CJUE, 27 janvier 2021C-229/19 – Dexia Nederland

Directive 93/13 – contrat de leasing – pouvoirs du juge – substitution par une disposition du droit national à caractère supplétif 

 EXTRAIT 

 « Les dispositions de la directive 93/13 doivent être interprétées en ce sens qu’un professionnel, qui, en tant que vendeur, a imposé à un consommateur une clause déclarée abusive, et, par conséquent, nulle, par le juge national, lorsque le contrat peut subsister sans cette clause, ne peut prétendre à l’indemnité légale prévue par une disposition du droit national à caractère supplétif qui aurait été applicable en l’absence de ladite clause. » 

 ANALYSE 

 La CJUE rappelle que, si le juge national est tenu d’écarter d’office les clauses abusives pour qu’elles ne lient pas le consommateur, « le contrat doit subsister, en principe, sans aucune autre modification que celle résultant de la suppression des clauses abusives, dans la mesure où […] une telle persistance du contrat est juridiquement possible » (voir, en ce sens, arrêt du 5 juin 2019, GT, C-38/17, EU:C:2019:461, point 42 et jurisprudence citée) (point 62). Par conséquent, le juge « ne saurait compléter le contrat en révisant le contenu de cette clause » (voir, en ce sens, arrêt du 3 mars 2020, Gómez del Moral Guasch, C-125/18, EU:C:2020:138, point 59 et jurisprudence citée) (point 63). Le cas contraire aboutirait « à éliminer l’effet dissuasif exercé sur les professionnels par la pure et simple non-application à l’égard du consommateur de ces clauses ». En effet, les professionnels maintiendraient de telles clauses dans leurs contrats, tout en sachant que, si elles devaient être invalidées par le juge national, le contrat pourrait être complété (arrêts du 14 juin 2012, Banco Español de Crédito, C-618/10, EU:C:2012:349, point 69 ; du 30 avril 2014, Kásler et Káslerné Rábai, C-26/13, EU:C:2014:282, point 79 ; du 26 mars 2019, Abanca Corporación Bancaria et Bankia, C-70/17 et C-179/17, EU:C:2019:250, point 54, ainsi que du 3 mars 2020, Gómez del Moral Guasch, C-125/18, EU:C:2020:138, point 60). 

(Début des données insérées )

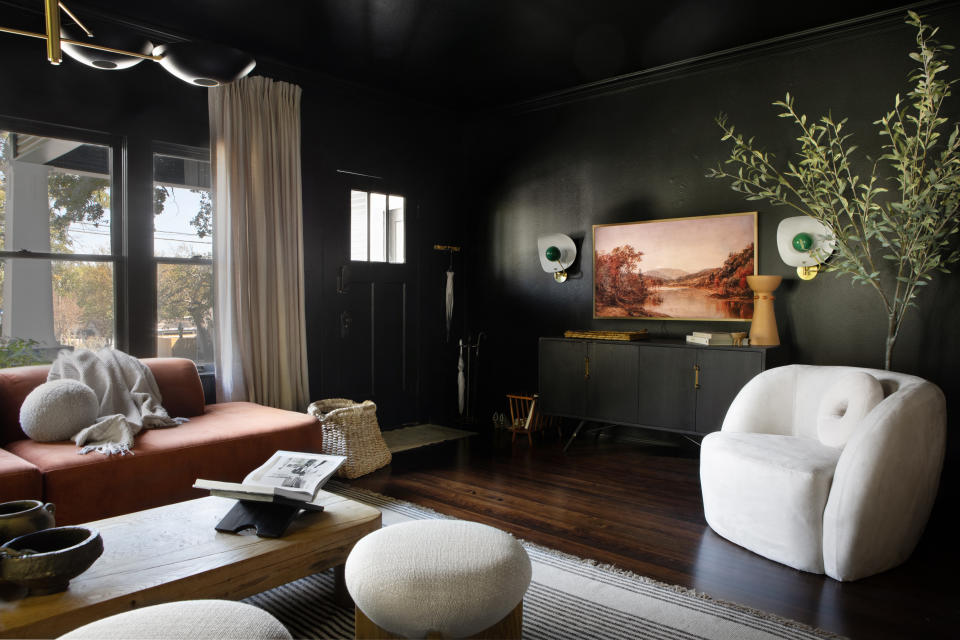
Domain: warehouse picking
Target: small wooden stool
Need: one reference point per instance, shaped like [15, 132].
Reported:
[438, 579]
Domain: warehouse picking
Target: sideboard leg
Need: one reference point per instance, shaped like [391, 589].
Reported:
[574, 435]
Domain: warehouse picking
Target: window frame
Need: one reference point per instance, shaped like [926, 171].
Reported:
[188, 153]
[118, 214]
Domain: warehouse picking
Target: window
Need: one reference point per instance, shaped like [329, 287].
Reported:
[57, 256]
[183, 250]
[376, 227]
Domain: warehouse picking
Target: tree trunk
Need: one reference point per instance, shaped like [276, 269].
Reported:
[893, 329]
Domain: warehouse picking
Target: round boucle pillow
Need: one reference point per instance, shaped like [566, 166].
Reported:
[57, 410]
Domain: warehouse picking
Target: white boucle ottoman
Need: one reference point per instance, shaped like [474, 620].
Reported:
[199, 619]
[448, 577]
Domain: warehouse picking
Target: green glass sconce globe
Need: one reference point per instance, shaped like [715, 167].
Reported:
[803, 241]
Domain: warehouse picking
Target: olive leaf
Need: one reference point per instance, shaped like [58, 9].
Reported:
[903, 213]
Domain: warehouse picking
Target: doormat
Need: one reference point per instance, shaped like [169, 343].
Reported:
[421, 435]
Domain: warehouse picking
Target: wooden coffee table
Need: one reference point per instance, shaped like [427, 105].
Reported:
[173, 553]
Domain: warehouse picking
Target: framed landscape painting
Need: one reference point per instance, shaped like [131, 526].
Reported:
[675, 269]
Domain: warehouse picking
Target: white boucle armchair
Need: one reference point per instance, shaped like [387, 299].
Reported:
[826, 469]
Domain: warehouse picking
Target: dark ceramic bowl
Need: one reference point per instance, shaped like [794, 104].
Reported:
[59, 554]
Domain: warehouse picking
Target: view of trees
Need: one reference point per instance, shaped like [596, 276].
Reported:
[83, 290]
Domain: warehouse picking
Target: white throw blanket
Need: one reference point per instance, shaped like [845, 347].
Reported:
[128, 395]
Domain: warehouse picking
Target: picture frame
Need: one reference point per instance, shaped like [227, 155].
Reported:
[692, 268]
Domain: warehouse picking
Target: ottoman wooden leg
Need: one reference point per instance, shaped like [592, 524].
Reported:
[509, 628]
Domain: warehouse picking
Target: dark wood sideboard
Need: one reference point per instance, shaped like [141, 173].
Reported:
[659, 384]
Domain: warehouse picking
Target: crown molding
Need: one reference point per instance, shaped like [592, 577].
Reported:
[874, 22]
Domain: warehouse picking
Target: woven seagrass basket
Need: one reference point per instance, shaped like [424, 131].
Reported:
[350, 429]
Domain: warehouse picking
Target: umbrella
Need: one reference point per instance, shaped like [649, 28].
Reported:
[461, 381]
[449, 300]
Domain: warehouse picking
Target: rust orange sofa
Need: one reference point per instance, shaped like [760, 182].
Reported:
[223, 441]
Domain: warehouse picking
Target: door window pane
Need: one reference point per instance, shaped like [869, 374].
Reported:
[395, 220]
[377, 227]
[358, 226]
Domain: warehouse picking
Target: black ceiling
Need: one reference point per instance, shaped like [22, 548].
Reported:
[473, 53]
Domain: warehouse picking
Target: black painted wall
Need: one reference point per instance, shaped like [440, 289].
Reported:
[641, 154]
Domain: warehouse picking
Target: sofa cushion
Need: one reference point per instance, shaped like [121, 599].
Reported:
[19, 479]
[225, 443]
[15, 384]
[180, 386]
[767, 493]
[58, 410]
[177, 378]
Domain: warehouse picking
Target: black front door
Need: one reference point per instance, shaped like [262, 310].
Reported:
[370, 280]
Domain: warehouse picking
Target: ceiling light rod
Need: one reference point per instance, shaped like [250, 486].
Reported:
[80, 43]
[53, 52]
[75, 19]
[198, 63]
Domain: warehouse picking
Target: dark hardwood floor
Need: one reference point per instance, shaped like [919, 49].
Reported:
[638, 507]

La CJUE rappelle que selon la jurisprudence précitée, l’exception à l’interdiction pour le juge de réviser la clause concerne le cas où l’annulation du contrat exposerait le consommateur à des conséquences particulièrement préjudiciables,  

C’est ainsi que, suivant ce raisonnement, la Cour conclut que pour un contrat de leasing qui peut subsister sans la clause abusive (point 65), le juge national « n’a pas le pouvoir de substituer à la clause abusive une disposition du droit national à caractère supplétif. »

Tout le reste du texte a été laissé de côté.